Somewhere in the Pennsylvania countryside, the US government operates a vast underground facility.
600 federal employees toil away 230 feet beneath the surface. In the winter they arrive “in the dark and leave in the dark,” never seeing the sun. These are not miners (though the facility used to be a mine); nor are there any state secrets involved.
But deep below ground, something is being carefully stored away – employee records, millions of them. Every year, approximately one hundred thousand US government employees retire and their pensions are administered from the subterranean processing centre.
There’s a very good reason why they’ve used a disused mine. As David Fahrenthold explains in the Washington Post, they need the room for all the filing cabinets:
“[The] system has a spectacular flaw. It still must be done entirely by hand, and almost entirely on paper.
“The employees here pass thousands of case files from cavern to cavern and then key in retirees’ personal data, one line at a time. They work underground not for secrecy but for space. The old mine’s tunnels have room for more than 28,000 file cabinets of paper records.”
One might ask why, in the 21st century, it isn’t all done on computer. In fact, that’s something that occured to the administrators back in the 1980s:
‘The need for automation was clear — in 1981,’ said James W. Morrison Jr., who oversaw the retirement-processing system under President Ronald Reagan. In a telephone interview this year, Morrison recalled his horror upon learning that the system was all run on paper: ‘After a year, I thought, God, my reputation will be ruined if we don’t fix this.’”
Three failed attempts and a lot of money later, they gave up – and simply hired more people instead:
“During the past 30 years, administrations have spent more than $100 million trying to automate the old-fashioned process in the mine and make it run at the speed of computers…
“So now the mine continues to run at the speed of human fingers and feet. That failure imposes costs on federal retirees, who have to wait months for their full benefit checks…
“The staff working in the mine has increased by at least 200 people in the past five years. And the cost of processing each claim has increased from $82 to $108, as total spending on the retirement system reached $55.8 million.”
It now takes as long for the US government to process a retirement as it did in 1977 – 61 days:
“Many state retirement systems, which also handle large loads of employees, do it much faster. Florida takes 47 days. The California teachers’ retirement system takes 23. Texas takes two.”
This is further evidence that however inefficient local bureaucracies might be, central bureaucracies are usually worse. Here in Britain, it’s worth noting that while local government has massively reduced its headcount in the face of austerity, Whitehall is lagging behind.

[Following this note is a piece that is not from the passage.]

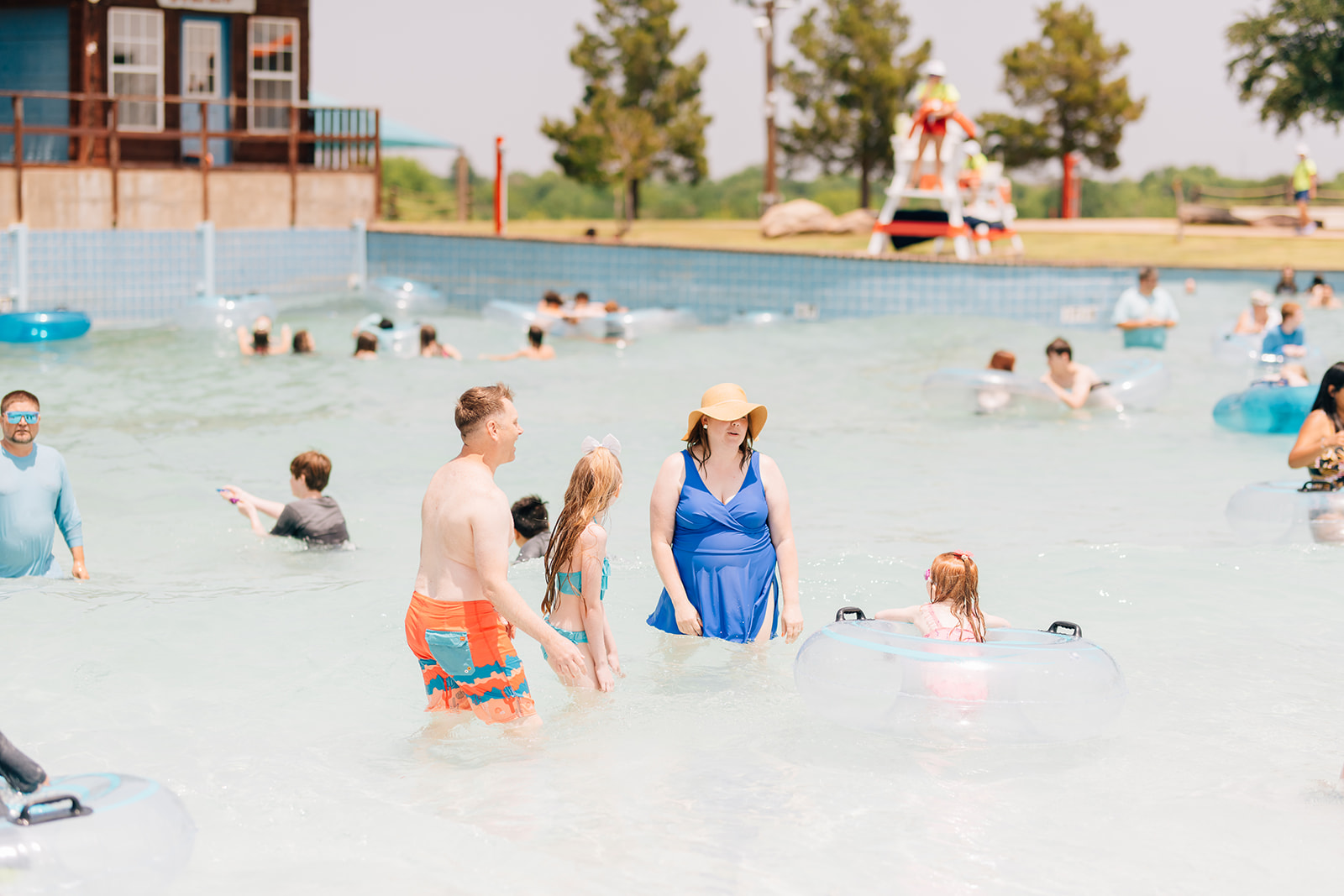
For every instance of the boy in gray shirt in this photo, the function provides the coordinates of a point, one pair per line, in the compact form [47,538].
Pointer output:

One also recalls that before the Big Society, David Cameron’s big idea was the ‘Post-Bureaucratic Age’, which he said was dawning:
“We’re living in an age where technology can put information that was previously held by a few into the hands of almost everyone. So the argument that has applied for well over a century – that in every area of life we need people at the centre to make sense of the world for us and make decisions on our behalf – simply falls down.”
America may have a literal paperwork mine, but Britain has many metaphorical equivalents – in Whitehall, the NHS, the BBC and many other places besides. The continued existence of such grotesque inefficiency is sad testament to the fact that the Bureaucratic Age is still very much with us.